- Directed by: Eldar Ryazanov
- Written by: Emil Braginsky Eldar Ryazanov
- Produced by: Mosfilm
- Starring: Yuri Nikulin Yevgeniy Yevstigneyev Olga Aroseva Georgi Burkov Andrei Mironov
- Cinematography: Nikolay Nemolyaev Genrey Abramyan
- Music by: Andrei Petrov
- Release date: 7 August 1972;
- Running time: 87 minutes
- Country: Soviet Union
- Language: Russian

= Grandads-Robbers =

Old Robbers (Старики́–разбо́йники, lit. "elderly bandits") is a 1972 Soviet crime comedy-drama by Eldar Ryazanov, filmed on Mosfilm. The movie title resembles the name of a Russian children's traditional yard game Cossacks-Robbers (казаки–разбойники).

==Plot==
In the twilight of his career, investigator Nikolai Sergeyevich Myachikov faces forced retirement to make way for the politically favored Yuri Proskudin. Unwilling to step aside, he is given one final month by his boss, Prosecutor Fedor Fedyaev, to prove his worth. Around the same time, Myachikov’s close friend, engineer Valentin Petrovich Vorobyov, also prepares to retire but decides to stay after a heartfelt farewell from his colleagues. Understanding Myachikov’s struggle, Vorobyov suggests they commit a “crime of the century” for Myachikov to heroically solve, securing his position by showing his boss that he can still effectively investigate complex crimes. Their first plot, the theft of a Rembrandt painting from a museum, goes awry when no one notices the painting’s absence. Disheartened but undeterred, Vorobyov then proposes they fake a robbery involving his neighbor, Anna Pavlovna, a bank courier. However, when Vorobyov falls ill, Myachikov attempts the heist solo, only to encounter a real thief and lose the stolen money.

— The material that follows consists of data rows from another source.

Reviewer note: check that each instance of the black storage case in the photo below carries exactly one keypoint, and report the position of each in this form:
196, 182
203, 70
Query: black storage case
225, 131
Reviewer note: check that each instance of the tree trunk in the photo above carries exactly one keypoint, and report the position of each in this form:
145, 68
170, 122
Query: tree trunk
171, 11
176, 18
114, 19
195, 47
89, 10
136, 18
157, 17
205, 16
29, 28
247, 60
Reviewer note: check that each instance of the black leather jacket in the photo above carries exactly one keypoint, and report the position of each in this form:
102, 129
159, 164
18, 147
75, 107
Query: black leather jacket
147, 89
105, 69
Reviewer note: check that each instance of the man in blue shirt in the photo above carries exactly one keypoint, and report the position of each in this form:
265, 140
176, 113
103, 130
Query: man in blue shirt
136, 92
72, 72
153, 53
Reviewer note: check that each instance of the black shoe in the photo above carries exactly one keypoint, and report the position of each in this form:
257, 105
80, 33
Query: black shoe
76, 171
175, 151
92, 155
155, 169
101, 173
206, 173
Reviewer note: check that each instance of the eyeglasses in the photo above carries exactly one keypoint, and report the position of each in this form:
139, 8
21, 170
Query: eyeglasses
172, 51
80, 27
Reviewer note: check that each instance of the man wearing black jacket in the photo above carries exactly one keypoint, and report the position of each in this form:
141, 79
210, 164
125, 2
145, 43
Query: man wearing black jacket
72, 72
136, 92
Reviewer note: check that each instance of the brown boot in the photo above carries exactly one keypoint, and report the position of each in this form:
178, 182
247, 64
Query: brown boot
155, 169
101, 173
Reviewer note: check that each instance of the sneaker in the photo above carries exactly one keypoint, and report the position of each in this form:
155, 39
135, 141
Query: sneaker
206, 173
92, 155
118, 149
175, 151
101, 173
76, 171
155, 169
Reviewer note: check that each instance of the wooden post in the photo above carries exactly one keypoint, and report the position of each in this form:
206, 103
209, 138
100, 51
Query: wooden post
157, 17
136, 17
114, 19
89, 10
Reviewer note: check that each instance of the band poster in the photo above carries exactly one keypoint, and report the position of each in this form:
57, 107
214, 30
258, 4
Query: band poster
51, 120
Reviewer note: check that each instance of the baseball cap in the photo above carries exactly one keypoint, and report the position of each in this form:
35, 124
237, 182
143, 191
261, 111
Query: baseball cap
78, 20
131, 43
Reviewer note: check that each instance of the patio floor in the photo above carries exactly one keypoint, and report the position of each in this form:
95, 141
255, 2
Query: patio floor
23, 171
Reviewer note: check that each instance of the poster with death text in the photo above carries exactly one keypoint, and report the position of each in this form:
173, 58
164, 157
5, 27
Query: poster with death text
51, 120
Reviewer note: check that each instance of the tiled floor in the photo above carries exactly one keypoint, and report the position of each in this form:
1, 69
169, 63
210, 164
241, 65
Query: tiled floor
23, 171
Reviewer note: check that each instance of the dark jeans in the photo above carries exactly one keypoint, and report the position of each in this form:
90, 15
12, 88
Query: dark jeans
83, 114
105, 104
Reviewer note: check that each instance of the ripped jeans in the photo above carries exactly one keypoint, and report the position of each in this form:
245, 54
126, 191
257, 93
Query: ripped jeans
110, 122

In an effort to recover the lost cash and avoid suspicion, Myachikov sells off his belongings but remains short of the total amount. Anna Pavlovna, growing suspicious, accuses him of embezzlement, though only Vorobyov understands his friend's intentions and offers him his life savings with the plea, "Let’s live and die honestly." As Myachikov’s world unravels, Fedyaev begins to sense his genuine struggle but still doubts the full truth. In a final act of integrity, Myachikov “arrests” himself, retreating into a dream of a court where justice prevails. The film concludes with him leaving the police station one snowy evening, where Anna and Vorobyov are waiting for him. Together, they walk into the snowy night, reflecting a quiet acceptance of friendship, honesty, and an imperfect resolution.